Левитаны скорбно стояли возле глиняного отвала, на который из ямы летели желтые комья глины.

Я держал мать за руку, поглядывал на Марию и чувствовал, что она сейчас познаёт что-то большое, взрослое, страшное, что еще не дано познавать мне, и это большое и страшное отделило ее от меня и сделало меня одиноким и беспомощным.

Домой вернулись вечером, и когда сели за стол помянуть хозяина, старуха, взглянув на темноту за окном, вдруг громко спросила:

– А где Боря? Уже час, как он должен вернуться с работы.


Козлов собирал свои грязные тарелки в стопку. Он собрал их все и поставил в раковину. Потом он засучил рукава пижамной куртки и открыл кран на газовом водогрее.

Я стоял, не двигаясь, даже не в оцепенении, а как бы очарованный чем-то сладостно-болезненным.

В этом болезненном состоянии я начал ходить по квартире, забрел в кладовку, увидел поломанный стул без сиденья и понял, что именно он мне и нужен.

Сосредоточившись на своем занятии, я стал выламывать из него дубовую ножку. Она не поддавалась мне, но это даже радовало меня; я знал – от того, что сейчас мне не хватает сил, их прибудет в тот момент, когда они будут мне необходимы.

Стул затрещал, и выломанная ножка оказалась в моей руке.

Козлов домывал посуду, когда я подошел к нему сзади. Жирношеий, босоногий, в сбитых кожаных тапочках, он грузно возвышался передо мной. Ручищи его были толсты, брюхо прижато к раковине, над которой шумел цилиндрический водогрей, белый, грязный – всё на фоне темно-зеленой кухонной стены.

Сейчас я скажу ему:

– Дядя Миша, повернись!

Я скажу:

– Повернись!

– Повернись, дядя Миша!

– Повернись ко мне своим лицом!

Он повернулся. Значит, я уже сказал.

Я хотел, чтобы он непременно видел, как я буду бить его, чтобы лицезрение своего позора было для него дополнительной карой. И я ударил его через лицо с такой силой, что мне почудилось от звука удара и от той отдачи, которую я получил от своего орудия в руку, что я убил его.

Глаза его надо мною стали высокими.

Но к моему удивлению, он не упал замертво, а только страшно зарычал и схватился руками за лицо.

Тогда я ударил его по голове.

И сразу очутился в его ручищах, несравнимо превышающих мою возможность сопротивляться ему.

Кухня накренилась, как палуба корабля.

– С-с-с-с-с-сучонок! – услышал я над своим виском и понял, что мне конец.

Мы оба упали на скользкий пол.

Но я уже ничего не боялся. Я уже поднялся над страхом. Я знал: самое страшное позади, я прошел самое страшное, я уже ударил его.

Вдруг Козлов рывком скатился с меня, и мне открылось в пылающей высоте искаженное лицо моего отца.

– Сволочь! – орал Козлов.

Отец потащил меня по коридору в комнату, а я упирался и кричал:

– Я все равно его убью!
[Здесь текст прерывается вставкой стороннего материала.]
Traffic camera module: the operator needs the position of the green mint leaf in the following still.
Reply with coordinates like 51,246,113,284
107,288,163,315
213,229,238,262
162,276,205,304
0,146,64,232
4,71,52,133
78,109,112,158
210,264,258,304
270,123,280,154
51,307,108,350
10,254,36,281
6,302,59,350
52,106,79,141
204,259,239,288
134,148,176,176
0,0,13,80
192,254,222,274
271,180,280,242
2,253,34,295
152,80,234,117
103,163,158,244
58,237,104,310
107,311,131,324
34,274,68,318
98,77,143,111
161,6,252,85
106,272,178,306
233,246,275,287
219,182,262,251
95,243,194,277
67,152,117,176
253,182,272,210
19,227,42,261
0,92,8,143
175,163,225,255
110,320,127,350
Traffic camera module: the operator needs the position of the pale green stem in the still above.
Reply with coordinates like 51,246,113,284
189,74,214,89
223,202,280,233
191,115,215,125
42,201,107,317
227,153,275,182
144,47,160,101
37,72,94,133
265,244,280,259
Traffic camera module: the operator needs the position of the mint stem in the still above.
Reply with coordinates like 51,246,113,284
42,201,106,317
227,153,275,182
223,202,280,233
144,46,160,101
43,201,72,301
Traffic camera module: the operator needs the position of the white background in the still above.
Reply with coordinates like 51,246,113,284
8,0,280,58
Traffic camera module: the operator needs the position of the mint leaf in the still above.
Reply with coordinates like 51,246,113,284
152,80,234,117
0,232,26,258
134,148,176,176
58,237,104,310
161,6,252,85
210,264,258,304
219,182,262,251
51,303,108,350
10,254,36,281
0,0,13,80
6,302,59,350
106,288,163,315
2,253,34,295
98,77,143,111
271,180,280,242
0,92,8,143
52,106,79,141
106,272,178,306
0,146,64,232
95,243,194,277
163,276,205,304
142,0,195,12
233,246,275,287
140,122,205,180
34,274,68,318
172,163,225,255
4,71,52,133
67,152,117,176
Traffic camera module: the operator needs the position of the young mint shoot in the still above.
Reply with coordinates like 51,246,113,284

Он не будет жить!

Затворив дверь и прижавшись к ней спиной, отец хрипел мне в самое лицо:

– Ты понимаешь, что он может сделать! Или ты захотел в колонию? На Пряжку захотел?

Но я ничего не желал знать. Я хотел бить Козлова по лицу.
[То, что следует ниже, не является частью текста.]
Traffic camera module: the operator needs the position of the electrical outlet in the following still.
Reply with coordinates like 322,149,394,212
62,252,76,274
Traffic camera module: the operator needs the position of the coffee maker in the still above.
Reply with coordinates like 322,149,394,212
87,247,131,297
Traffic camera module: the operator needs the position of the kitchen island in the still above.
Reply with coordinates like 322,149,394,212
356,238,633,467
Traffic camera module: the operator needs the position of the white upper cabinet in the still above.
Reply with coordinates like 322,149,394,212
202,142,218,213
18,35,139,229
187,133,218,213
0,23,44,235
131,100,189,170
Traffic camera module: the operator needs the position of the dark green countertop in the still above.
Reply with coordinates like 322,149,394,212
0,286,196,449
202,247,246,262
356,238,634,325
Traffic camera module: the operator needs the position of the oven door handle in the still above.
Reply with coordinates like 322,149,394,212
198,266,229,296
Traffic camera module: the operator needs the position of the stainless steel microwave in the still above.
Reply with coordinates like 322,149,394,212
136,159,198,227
В квартире началась суматоха. Козлов, разъяренный, весь в густой крови, рычал, как зверь, и порывался вызвать милицию, чтобы меня и моего отца немедленно взяли под стражу, и орал. что он сам, своей рукой, таких, как мы, с удовольствием расстреливал бы тысячами, десятками тысяч! Но все понимали, и сам он понимал, что произошедшее слишком позорно для него и единственное, что он может сделать, – это написать на нас донос. Но и он, как и я, жаждал в эту минуту мщения и крови.
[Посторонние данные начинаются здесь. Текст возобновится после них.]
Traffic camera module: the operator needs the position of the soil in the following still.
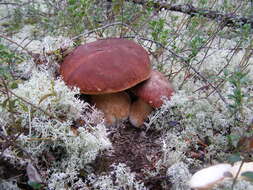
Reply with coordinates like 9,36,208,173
94,123,169,190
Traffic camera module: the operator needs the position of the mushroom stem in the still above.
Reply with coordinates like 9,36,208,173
91,92,131,126
129,98,153,127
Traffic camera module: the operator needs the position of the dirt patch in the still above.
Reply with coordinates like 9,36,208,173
94,124,170,190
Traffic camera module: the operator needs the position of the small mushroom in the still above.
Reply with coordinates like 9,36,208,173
60,38,151,125
91,92,131,125
129,70,174,127
189,164,233,190
231,161,253,179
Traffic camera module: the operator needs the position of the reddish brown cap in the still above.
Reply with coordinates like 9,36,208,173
60,38,151,94
133,70,174,108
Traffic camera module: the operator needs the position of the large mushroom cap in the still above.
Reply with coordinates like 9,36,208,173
133,70,174,108
60,38,151,94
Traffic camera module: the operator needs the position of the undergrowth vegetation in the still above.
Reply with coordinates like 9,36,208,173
0,0,253,190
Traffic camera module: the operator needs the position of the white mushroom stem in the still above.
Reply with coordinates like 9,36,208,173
91,92,131,126
231,161,253,179
189,164,233,190
129,98,153,127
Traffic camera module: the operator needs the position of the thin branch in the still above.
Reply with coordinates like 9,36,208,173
127,0,253,28
127,36,228,105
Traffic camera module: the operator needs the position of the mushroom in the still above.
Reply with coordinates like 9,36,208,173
189,164,233,190
231,161,253,179
60,38,151,125
129,70,174,127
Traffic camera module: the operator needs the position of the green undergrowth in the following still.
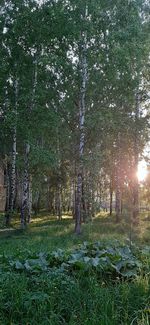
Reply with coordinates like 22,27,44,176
0,215,150,325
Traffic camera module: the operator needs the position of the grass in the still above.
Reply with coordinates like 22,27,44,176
0,214,150,325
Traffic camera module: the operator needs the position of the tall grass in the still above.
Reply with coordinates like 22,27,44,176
0,211,150,325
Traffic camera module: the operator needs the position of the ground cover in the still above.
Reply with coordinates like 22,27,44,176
0,214,150,325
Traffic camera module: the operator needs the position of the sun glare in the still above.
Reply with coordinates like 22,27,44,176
137,161,147,182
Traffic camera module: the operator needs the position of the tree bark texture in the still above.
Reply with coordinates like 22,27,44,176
75,8,88,234
5,78,18,226
115,132,122,222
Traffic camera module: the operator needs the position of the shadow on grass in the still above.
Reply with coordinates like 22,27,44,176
0,215,150,247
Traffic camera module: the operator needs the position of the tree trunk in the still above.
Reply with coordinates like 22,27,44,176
109,181,113,216
21,144,30,229
116,132,122,222
132,92,139,225
75,19,87,234
5,79,18,226
21,53,37,228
К ночи у меня поднялась температура, и мне все казалось, что Мария сидит рядом со мной и я ей все время повторяю: «Я отомстил. Я отомстил». И эти слова фантастическим образом звучат совсем иначе: «Какая ты красивая, Мария! Какая красивая!» Моя мать здорово напилась, много меня целовала, и помню, с нею рядом сидела мама Марии, и обе они пили водку и плакали. Впрочем, может быть, это было уже на следующий день или в другой последовательности – мозг мой события ухватывал урывками и в единую картину сложить не мог.